A person who knew Ortega for six years also said Ortega had an "AK-47-like gun." Ortega told that acquaintance that Obama was the problem and that Ortega would not "stop until it's done" and Obama "needed to be taken care of."

So far, officials have not made a public announcement on the possible motive for the shooting on Friday evening that sparked a multi-agency investigation involving the FBI, the Secret Service, and Park Police.

Oscar Ortega was arrested at 12:30 p.m. Wednesday in an operation by Pennsylvania State Police that witnesses said looked like an "armed invasion."

A man who was on the phone outside the Hampton Inn near Indiana, Pa., said he watched as law enforcement stormed the hotel.  "Five troopers rolled up and took out all their guns and rifles and big ammo," the witness told News4's Jackie Bensen. "And then stormed in the front door and then next thing I saw, they told me to run away."

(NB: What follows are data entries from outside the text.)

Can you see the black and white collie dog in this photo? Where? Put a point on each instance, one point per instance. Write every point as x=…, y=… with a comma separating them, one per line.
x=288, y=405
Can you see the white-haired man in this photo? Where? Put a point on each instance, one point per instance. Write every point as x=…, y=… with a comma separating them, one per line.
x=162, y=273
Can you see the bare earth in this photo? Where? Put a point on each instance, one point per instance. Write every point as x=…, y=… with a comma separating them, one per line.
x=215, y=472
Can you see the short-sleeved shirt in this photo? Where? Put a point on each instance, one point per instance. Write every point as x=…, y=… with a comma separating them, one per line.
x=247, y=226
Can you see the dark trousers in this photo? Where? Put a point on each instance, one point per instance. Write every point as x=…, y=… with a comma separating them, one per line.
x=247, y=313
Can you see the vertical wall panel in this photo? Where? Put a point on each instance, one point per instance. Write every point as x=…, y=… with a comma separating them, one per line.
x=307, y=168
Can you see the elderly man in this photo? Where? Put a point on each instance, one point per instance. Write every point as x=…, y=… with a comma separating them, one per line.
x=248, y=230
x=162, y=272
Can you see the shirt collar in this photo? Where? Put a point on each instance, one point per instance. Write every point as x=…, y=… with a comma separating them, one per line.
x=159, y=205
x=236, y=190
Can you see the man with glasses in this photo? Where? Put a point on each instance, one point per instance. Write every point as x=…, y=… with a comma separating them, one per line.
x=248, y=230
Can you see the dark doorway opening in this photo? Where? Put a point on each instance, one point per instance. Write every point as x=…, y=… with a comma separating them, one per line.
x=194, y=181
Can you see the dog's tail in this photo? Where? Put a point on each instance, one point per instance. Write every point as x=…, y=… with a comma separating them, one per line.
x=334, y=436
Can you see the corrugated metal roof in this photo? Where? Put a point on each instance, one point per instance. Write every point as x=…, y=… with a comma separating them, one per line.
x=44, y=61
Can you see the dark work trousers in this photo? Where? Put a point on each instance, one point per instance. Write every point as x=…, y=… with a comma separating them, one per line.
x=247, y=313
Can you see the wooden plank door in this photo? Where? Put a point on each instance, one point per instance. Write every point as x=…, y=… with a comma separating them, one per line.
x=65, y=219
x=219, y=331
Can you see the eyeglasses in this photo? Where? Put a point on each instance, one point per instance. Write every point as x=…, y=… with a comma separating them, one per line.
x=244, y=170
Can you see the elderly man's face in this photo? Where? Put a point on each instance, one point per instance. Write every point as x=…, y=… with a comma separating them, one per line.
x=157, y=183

A spokesperson for Pennsylvania State Police said that Ortega asked why he was being arrested, but did not make any other statement.

Investigators have not yet conclusively linked the shooting on Constitution Avenue and 16th Street on Friday to the bullets found on White House grounds Tuesday.  One of the bullets was found embedded in ballistic glass behind a historic exterior window. Several bullet impact points were found, and several bullets and fragments were collected.

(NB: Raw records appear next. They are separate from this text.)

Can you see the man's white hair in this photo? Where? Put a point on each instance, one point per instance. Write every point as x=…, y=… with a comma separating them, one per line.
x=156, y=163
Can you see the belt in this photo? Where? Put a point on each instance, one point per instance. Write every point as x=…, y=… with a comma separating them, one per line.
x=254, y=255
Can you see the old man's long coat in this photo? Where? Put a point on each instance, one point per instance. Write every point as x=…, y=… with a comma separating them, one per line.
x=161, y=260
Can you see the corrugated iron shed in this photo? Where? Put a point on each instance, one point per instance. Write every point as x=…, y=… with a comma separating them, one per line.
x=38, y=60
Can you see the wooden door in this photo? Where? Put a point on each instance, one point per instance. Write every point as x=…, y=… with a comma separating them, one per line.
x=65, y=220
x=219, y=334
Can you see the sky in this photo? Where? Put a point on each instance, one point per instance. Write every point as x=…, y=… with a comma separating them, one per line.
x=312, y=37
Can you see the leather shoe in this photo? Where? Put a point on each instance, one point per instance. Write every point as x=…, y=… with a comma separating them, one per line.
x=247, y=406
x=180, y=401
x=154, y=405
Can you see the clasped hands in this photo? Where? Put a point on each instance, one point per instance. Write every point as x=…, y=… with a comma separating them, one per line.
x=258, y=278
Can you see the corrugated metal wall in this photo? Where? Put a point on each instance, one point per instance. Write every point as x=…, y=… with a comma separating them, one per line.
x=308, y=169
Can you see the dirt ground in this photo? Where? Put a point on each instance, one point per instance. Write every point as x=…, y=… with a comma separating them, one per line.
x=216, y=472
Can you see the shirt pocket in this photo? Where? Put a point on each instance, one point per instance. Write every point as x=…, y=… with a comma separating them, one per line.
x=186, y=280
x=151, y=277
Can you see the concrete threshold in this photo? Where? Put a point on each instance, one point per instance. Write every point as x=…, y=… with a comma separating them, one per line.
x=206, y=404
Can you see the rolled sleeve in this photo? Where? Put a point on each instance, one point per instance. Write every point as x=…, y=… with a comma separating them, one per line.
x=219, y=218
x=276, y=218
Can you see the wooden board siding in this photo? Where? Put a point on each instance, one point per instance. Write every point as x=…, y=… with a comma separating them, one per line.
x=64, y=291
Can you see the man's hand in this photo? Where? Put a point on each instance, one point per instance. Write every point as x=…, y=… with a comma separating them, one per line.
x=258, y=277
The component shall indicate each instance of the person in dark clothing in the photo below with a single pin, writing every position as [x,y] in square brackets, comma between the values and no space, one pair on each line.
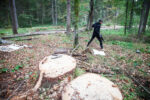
[96,33]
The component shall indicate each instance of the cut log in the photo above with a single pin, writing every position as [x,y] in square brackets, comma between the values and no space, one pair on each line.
[55,66]
[30,34]
[62,51]
[91,87]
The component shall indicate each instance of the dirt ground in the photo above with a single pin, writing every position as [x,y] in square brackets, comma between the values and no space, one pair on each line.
[117,60]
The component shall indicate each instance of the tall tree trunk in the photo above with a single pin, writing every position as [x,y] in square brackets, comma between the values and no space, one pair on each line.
[144,17]
[43,12]
[126,17]
[90,16]
[55,10]
[131,15]
[68,17]
[53,16]
[76,12]
[13,16]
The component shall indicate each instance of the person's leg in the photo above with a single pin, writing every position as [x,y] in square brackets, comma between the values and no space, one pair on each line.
[100,40]
[93,36]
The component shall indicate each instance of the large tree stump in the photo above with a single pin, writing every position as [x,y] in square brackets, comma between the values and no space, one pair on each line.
[91,87]
[55,66]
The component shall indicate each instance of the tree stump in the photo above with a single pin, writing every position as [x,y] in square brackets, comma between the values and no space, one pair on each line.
[55,66]
[91,87]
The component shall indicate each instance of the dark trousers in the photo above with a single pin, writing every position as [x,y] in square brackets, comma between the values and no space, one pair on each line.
[100,39]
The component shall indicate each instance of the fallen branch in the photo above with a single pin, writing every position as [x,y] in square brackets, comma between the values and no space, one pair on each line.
[16,90]
[28,34]
[25,39]
[95,70]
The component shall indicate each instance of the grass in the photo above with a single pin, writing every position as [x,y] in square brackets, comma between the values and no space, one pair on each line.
[125,83]
[8,31]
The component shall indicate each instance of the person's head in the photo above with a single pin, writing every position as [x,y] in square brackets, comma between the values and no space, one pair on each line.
[100,21]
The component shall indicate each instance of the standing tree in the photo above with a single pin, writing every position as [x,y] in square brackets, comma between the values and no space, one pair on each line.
[54,12]
[68,17]
[144,17]
[131,15]
[90,16]
[13,16]
[126,17]
[76,12]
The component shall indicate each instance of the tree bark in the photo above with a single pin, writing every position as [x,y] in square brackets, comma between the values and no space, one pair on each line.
[76,11]
[55,10]
[43,12]
[144,17]
[13,16]
[90,17]
[131,15]
[68,17]
[126,17]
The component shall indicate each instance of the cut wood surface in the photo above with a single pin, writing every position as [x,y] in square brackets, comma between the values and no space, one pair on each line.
[91,87]
[55,66]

A witness told authorities a dark-colored sedan stopped on Constitution Avenue after 9 p.m. Friday and shots were fired "directed at the Ellipse behind the South Lawn of the White House" out the passenger-side window. The witness said the sedan then accelerated.

Minutes later, authorities found an abandoned black 1998 Honda Accord near the ramp to the Theodore Roosevelt Bridge.

Investigators are still running tests to determine whether the rounds were fired by an assault rifle found in the abandoned car, which Ortega left Idaho with last month, according to authorities in Idaho. Officials have said if the shots were fired from Constitution Avenue, it would have been a low-percentage shot.  The round, believed to have been fired from the window of a moving vehicle, would have traveled 800 yards.

NBC News reports the rifle found in the car is a Romarm Cugir Wasr 10, an AK-47-style weapon manufactured in Romania.  The gun was legally purchased in Idaho in 2010, although not by Ortega.

Law enforcement searched for Ortega in the Occupy DC camp in McPherson Square before catching up with him in Pennsylvania.  Family members in Idaho reported him missing on Halloween.  On the day of the shooting, Arlington police detained Ortega and photographed him after a resident said he was acting suspicious, but he was released.

In the last shooting at the White House, a Colorado man sprayed the mansion with at least 27 semiautomatic rifle bullets from Pennsylvania Avenue in an attempt to assassinate President Bill Clinton in October 1994. Bystanders subdued him, and no one was injured. Francisco Martin Duran was later convicted and sentenced to 40 years in prison for that shooting.